Thanks everyone. Judging by the threads there were many good displays to treat TOTs this year.


----------



## DeadSpider (Feb 3, 2006)

*Awesome Johnny!*

*Love it, and although you say*

"By the time the video was shot the 'volunteers' were no longer volunteering, the rocking chair dude was no longer rocking, and the twitching arms had long since stopped twitching. Oh well. The video will give you some idea of the lighting and sounds we used"

*- I still think it looks great, and would have been even better if I could have seen it first hand!*


----------



## JohnnyL (Aug 17, 2006)

Johnny it turned out great!


----------



## NickG (Sep 12, 2006)

looks great Johnny, a nice long walk.


----------



## HalloweenRick (Nov 25, 2005)

great job!


----------



## slightlymad (May 25, 2006)

Excellent besides what fun would a haunt be if something didnt go wronge.


----------



## Dr Morbius (Sep 21, 2004)

Kickass!

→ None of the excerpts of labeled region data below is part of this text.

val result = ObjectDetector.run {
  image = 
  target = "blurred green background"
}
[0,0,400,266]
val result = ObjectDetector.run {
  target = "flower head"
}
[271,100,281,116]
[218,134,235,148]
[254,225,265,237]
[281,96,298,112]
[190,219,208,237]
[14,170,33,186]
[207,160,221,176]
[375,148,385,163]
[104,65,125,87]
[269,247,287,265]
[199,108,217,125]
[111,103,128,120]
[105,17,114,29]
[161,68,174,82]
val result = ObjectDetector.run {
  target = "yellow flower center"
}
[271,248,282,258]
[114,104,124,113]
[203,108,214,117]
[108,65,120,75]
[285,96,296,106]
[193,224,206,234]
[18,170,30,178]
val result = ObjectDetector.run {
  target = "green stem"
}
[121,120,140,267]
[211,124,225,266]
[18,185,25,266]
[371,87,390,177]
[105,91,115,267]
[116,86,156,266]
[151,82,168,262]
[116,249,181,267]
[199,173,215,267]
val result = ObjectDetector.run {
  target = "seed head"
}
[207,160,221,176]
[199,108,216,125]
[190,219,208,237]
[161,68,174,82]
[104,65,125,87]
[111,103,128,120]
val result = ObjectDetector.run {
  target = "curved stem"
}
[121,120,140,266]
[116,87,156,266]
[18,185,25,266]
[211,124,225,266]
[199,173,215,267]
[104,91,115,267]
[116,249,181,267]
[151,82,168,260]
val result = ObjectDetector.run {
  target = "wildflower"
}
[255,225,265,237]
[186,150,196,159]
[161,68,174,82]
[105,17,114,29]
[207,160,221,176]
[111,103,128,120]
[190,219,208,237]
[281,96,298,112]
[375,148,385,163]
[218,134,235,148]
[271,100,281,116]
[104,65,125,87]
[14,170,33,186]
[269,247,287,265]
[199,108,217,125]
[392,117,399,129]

Was that at your house? I hope your head feels better!


----------



## Technical Terror (Aug 23, 2005)

Very nice photography. Love the night shots.


----------



## heresjohnny (Feb 15, 2006)

Dr Morbius said:


> Kickass! Was that at your house? I hope your head feels better!


Thanks! Not at my house, that was at my towns community center.


----------



## widowsbluff (May 24, 2006)

Very creepy, excellent haunt!


----------



## ScareFX (Aug 18, 2004)

Excellent work heresjohnny. That tombstone looks great with your lighting.


----------



## Fangs (Jun 6, 2006)

Now that was a sveet Haunt HJ!!! You did an awesome job! Wish i could have been there in person to see that! I have now gotten some more inspriation for next year..... muwhahahahahaha.... LOL :>


----------



## pyro (Oct 7, 2006)

wow super creepy . all the trees and bushes with the lighting it just makes you feel that theres something hinding behind them and you can't see it --love it


----------